Boşu boşuna değil senin için çarçur ediyorum Jinyoung Hyung yani orda otur ve kahramanını bekle diyip kahkaha attığında bende onunla kahkaha attım ama endişeliydim de.

Kahramanım çabuk gelse iyi olur diyip kapattığımda son zamanlarda yugyeom ile olan yakınlaşmamızı değerlendiriyordum kafamda. Gerçekten çok sevimliydi ve... bazen o da bana garip hissettiriyordu.

"Kahraman mı kahramanın kim Jinyoungie?" Birden yanımda oturmuş olan Mark'la üstün bir başarıyla korkmuş ve zıplarken aşırıya kaçıp yere düşmüştüm. Dirseğimden tutup beni yanına oturttuğunda bende cevabımı veriyordum.

"Bana zarar vermeyen birisi işte" alayla konuştuğumda o da beni dövmek ister gibi bakıyordu.

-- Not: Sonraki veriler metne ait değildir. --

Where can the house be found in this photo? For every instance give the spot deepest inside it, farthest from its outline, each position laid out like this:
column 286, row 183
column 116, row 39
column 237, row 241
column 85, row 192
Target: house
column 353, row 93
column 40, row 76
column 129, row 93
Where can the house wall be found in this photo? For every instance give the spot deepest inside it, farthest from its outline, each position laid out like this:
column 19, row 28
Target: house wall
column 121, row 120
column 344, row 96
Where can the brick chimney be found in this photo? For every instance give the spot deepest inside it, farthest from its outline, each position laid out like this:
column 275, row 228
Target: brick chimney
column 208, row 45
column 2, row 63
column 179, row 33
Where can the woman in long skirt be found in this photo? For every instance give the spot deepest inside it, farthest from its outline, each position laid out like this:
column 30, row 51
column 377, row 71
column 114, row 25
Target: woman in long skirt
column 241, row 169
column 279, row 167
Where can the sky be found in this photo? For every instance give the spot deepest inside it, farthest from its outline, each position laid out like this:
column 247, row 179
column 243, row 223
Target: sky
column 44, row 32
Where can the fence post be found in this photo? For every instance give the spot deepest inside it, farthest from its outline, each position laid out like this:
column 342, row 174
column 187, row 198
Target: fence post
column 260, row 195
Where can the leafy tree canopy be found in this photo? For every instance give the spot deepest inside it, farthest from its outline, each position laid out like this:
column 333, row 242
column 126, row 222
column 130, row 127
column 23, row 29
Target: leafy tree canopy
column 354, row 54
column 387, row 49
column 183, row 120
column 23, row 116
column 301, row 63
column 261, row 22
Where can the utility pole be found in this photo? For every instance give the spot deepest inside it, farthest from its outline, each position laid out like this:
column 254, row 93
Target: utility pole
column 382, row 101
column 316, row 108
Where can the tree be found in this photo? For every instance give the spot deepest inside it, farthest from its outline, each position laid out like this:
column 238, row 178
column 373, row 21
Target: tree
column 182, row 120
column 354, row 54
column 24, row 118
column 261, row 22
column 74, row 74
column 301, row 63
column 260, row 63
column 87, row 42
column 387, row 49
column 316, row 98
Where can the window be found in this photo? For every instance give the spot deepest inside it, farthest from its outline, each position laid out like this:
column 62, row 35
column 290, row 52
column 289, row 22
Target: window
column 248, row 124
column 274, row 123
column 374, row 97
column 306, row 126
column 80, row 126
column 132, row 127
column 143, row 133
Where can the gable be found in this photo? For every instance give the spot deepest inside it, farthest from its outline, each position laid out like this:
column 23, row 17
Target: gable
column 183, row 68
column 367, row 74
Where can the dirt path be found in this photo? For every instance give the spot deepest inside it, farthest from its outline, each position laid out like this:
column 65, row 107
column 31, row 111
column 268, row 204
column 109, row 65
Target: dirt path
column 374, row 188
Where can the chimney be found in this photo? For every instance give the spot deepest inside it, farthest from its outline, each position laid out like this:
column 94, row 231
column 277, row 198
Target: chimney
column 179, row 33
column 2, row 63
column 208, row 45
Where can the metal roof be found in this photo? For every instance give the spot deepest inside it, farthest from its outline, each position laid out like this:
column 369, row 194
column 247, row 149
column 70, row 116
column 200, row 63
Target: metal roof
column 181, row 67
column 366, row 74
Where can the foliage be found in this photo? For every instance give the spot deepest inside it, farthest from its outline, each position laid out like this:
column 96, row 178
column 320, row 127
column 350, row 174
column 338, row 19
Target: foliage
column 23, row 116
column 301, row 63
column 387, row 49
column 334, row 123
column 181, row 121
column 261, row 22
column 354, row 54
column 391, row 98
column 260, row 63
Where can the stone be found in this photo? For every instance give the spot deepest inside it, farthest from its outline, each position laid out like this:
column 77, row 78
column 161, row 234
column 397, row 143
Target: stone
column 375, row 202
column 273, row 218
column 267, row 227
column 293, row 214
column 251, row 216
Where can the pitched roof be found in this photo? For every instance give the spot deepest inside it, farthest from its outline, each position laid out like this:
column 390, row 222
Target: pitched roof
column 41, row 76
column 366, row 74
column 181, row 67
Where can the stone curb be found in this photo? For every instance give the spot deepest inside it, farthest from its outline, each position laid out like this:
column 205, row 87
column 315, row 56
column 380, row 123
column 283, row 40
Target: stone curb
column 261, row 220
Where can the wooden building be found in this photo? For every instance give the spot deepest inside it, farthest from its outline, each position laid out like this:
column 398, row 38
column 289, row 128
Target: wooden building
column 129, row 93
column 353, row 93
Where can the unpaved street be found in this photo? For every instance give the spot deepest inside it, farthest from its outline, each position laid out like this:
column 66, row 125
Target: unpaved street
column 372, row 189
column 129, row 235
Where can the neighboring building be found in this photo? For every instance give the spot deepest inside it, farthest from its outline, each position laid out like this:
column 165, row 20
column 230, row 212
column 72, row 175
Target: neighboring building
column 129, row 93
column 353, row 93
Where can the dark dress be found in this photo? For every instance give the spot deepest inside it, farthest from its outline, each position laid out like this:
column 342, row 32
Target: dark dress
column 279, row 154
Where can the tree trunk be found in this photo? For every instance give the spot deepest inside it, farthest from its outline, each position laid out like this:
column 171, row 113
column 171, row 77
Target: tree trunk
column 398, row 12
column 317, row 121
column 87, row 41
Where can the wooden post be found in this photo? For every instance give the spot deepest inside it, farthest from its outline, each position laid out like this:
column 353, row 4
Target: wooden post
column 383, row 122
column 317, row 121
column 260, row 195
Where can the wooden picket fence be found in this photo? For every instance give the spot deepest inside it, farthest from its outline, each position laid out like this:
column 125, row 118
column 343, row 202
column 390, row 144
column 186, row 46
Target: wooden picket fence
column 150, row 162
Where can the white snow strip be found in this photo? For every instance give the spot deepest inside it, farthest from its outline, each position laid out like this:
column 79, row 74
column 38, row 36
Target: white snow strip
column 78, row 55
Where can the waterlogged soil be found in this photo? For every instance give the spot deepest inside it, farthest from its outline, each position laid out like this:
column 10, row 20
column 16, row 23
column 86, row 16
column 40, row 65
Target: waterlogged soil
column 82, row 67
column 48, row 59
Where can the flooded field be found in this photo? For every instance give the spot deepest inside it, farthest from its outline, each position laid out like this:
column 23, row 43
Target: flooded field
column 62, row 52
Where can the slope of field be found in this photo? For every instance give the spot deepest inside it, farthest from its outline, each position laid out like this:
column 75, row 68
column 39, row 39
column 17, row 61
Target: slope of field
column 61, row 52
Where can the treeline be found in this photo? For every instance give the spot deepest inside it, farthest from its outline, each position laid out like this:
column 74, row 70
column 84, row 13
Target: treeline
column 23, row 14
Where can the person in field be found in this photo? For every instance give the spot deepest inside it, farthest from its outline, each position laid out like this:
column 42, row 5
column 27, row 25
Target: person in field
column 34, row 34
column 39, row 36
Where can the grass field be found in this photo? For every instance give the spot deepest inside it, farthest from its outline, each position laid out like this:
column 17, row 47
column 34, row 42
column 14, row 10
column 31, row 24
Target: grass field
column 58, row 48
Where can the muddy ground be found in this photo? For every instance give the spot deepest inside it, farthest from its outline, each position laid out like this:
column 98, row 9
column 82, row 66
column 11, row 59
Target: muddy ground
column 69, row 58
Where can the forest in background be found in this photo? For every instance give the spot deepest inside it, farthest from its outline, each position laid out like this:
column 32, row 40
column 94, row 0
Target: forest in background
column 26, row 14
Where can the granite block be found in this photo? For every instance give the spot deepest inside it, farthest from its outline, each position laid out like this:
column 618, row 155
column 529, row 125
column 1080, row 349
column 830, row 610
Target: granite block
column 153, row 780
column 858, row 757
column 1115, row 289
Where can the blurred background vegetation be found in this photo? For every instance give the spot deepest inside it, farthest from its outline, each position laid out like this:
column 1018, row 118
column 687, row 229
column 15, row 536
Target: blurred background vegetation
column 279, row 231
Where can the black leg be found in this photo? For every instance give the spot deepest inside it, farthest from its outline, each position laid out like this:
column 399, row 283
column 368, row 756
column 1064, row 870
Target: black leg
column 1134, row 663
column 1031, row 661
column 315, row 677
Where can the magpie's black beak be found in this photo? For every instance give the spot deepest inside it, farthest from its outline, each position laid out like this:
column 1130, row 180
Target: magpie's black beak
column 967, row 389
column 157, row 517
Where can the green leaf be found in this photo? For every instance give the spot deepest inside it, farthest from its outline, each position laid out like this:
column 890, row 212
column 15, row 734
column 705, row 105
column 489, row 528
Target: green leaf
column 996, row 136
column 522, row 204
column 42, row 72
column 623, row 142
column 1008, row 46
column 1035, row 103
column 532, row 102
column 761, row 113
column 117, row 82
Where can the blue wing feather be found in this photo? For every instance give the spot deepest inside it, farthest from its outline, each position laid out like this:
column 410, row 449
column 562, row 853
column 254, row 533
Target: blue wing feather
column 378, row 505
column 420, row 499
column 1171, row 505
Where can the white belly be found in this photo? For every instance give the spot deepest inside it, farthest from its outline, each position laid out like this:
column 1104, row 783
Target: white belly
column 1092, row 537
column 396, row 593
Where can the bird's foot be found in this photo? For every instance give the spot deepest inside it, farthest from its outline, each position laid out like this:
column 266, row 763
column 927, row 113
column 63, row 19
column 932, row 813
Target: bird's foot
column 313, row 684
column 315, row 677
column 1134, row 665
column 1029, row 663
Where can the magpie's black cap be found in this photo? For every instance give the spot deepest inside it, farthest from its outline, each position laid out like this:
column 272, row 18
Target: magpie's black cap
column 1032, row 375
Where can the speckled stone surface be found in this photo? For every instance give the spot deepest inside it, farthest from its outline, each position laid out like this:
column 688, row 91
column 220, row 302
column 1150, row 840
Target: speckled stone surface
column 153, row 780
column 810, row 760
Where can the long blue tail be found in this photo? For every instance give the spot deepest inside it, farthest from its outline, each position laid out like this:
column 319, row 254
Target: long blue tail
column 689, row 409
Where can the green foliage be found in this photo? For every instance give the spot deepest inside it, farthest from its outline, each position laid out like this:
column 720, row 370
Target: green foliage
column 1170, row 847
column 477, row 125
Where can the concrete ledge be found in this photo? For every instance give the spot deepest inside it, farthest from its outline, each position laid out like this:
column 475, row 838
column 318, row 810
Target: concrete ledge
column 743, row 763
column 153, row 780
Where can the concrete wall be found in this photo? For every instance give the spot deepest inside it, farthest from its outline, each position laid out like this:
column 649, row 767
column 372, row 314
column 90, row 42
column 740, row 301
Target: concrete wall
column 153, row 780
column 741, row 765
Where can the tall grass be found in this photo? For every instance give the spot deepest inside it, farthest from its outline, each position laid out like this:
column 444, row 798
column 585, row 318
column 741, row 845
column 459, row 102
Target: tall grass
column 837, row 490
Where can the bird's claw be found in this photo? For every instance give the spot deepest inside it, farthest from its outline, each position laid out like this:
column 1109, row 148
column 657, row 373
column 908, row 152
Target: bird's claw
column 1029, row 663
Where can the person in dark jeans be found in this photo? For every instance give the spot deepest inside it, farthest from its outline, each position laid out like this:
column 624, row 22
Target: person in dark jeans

"Jinyoungie bana düzgün cevap ver"

"Sana düzgün cevap vermesi gereken tek kişi sevgilin Mia bence Mark o yüzden burda oyalanma ve onun yanına git ha bu arada sakın benimle aynı uçağa bineyim deme!!" sinirle konuşup yanından kalktığım sırada hiç beklemediğim bir şey yaptı hayır evde yapar ama dışarda...

Kucağına oturtulduğum sırada boynumu öpmeye başladı. Ardı ardına yavaş yavaş her köşeye konan baştan çıkarıcı öpücüklerdi bunlar ve bend.....

"M-mark n-napıyosun sen" daha çok öpmeye başladığında iyice tedirginleşmiştim ve bir yandan aklıma Yugyeom gelmişti. Onu hafifçe ittirdiğimde eli ensemi kavradı ve başımı eğip yüzümü öpmeye başladı.

Telefonum çaldığında bakamadım ama bikaç kere çalmaya devam edince Mark telefonu cebimden alıp ekrana baktı. Telefonla birlikte ayağa kalkıp benden uzaklaştığında ne düşündüğünü tahmin edememiştim.

Konuşmadan sonra yanıma geldiğinde kim olduğunu sordum ama bana cevap vermemişti.

"Ben de seninle geliyorum zaten okul iznim var" diyip elimden tutmuş ve beni sürüklemeye başlamıştı. Aklım hala karışıkken ellerimize bakmak beni mutlu etmeye yetiyordu gerçi bankta yaşananlar bir süre gündem olucak gibiydi ama şimdilik eller güzeldi.

______

Bu bölüm hem uzun hemde sıkıcıydı galiba yani ben beğenmedim.